A razão deste procedimento deriva do facto que a acção
humana tem sempre um aspecto físico, facilmente relevável, mas tem também
outros aspectos tais como: psíquico, valoráveis, filosófico, religioso, vividos
culturalmente por um povo.
Para facilitar o estudo os antropólogos classificam os
ECs. Em:
1.
MATERIAIS,
tomando em consideração as relações do homem com a natureza física e os
objectos concretos produzidos, (instrumentos de trabalho, economia,
agricultura, artesanato, indústria…).
2.
SOCIAIS,
tendo presente as relações interpessoais entre indivíduos, grupos da mesma
cultura e fora dela.

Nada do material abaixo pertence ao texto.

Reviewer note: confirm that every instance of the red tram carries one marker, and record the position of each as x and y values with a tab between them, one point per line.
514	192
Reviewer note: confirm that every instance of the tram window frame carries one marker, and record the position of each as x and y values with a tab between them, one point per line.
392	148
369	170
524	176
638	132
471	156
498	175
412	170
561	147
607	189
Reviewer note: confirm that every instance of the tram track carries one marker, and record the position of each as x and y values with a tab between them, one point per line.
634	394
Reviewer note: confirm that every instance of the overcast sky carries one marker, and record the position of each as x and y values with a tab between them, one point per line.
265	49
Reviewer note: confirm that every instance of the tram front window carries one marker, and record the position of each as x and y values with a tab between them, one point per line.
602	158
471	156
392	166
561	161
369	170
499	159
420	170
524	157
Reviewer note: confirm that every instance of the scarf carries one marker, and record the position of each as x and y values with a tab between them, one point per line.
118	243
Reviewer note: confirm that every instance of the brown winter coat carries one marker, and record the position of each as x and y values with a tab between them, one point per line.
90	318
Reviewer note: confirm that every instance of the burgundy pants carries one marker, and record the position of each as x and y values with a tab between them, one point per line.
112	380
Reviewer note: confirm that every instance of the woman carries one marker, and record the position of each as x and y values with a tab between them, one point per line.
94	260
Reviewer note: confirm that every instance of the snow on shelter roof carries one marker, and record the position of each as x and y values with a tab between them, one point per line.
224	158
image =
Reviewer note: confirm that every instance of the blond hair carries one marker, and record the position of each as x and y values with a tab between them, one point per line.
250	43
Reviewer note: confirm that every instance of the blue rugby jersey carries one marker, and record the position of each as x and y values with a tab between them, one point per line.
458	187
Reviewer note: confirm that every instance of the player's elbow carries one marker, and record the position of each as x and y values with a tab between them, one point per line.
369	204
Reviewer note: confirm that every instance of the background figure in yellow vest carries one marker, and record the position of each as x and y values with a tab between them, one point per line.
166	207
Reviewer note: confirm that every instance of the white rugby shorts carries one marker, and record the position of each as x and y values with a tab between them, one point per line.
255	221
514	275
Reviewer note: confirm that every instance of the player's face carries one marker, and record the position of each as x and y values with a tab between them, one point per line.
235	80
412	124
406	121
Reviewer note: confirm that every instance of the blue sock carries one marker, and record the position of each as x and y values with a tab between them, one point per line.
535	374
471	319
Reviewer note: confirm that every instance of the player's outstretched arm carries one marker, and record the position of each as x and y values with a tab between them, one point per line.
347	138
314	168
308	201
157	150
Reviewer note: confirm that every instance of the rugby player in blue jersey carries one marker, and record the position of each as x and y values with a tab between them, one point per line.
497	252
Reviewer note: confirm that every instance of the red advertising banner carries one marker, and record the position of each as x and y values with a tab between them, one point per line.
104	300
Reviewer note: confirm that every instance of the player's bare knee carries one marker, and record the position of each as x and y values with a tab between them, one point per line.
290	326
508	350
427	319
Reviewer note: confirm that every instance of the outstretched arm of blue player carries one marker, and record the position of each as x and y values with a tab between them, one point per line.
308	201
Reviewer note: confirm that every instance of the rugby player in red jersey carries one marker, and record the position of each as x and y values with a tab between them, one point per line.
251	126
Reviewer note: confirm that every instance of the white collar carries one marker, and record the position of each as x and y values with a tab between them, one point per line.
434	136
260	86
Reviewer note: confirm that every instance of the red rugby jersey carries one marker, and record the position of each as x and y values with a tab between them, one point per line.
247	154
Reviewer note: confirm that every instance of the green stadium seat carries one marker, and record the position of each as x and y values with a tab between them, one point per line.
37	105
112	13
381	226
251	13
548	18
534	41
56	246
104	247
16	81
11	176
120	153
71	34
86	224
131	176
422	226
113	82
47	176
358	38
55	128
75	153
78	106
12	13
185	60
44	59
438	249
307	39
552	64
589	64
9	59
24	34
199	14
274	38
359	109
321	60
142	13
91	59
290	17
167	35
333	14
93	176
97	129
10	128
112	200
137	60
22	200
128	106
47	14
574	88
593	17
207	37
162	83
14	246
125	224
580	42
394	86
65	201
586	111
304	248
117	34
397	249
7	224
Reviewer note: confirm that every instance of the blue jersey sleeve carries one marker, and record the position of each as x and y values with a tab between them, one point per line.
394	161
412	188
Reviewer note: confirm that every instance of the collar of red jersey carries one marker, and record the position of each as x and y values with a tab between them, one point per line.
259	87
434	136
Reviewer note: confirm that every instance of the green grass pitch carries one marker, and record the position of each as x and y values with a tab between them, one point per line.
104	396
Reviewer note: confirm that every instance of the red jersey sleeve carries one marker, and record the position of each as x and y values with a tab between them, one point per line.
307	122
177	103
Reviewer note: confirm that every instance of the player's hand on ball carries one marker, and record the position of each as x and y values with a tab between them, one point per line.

ECs sociais: os sistemas, familiares, politico, o direito,
o sistema de resolver as controvérsias, …
3.
ESPIRITUAIS,
nos quais estão presentes as relações do homens com o mundo sobrenatural: culto
crenças, simbologia mítica.
Em relação aos ec. Precisa ter presente:
1.Nenhum
EC. É totalmente de uma só categoria. Habitualmente estão interligados. Por
exemplo uma cerimónia litúrgica é:
2.Espiritual,
porque é culto religioso.
3.Materiais,
porque utilizam material: farinha, hóstias, velas…, obra do homem sobre a
matéria.
4.Os
Ec. Formam entre eles um conjunto de tipo orgânico como acontece num ser vivo,
formado por aparelhos, órgãos, tecidos células. Por isso iremos ver que a
eliminação ou a introdução de um elemento comporto mudanças nas três ordens: materiais,
espirituais e sociais.
5.O número dos ECs não é igual nem por qualidade, nem por
quantidade nas diferentes culturas. Mais complexa é uma cultura, mais elementos
culturais possuem. Isso porém, não implica, globalmente inferioridade, mas
diversidade cultural.
Até há poucos anos costumava-se classificar as culturas
baseadas na escola económica, pondo no degrau ínfimo a cultura dos recolhe
dores e o último a das indústrias, passando pelos caçadores e agricultores.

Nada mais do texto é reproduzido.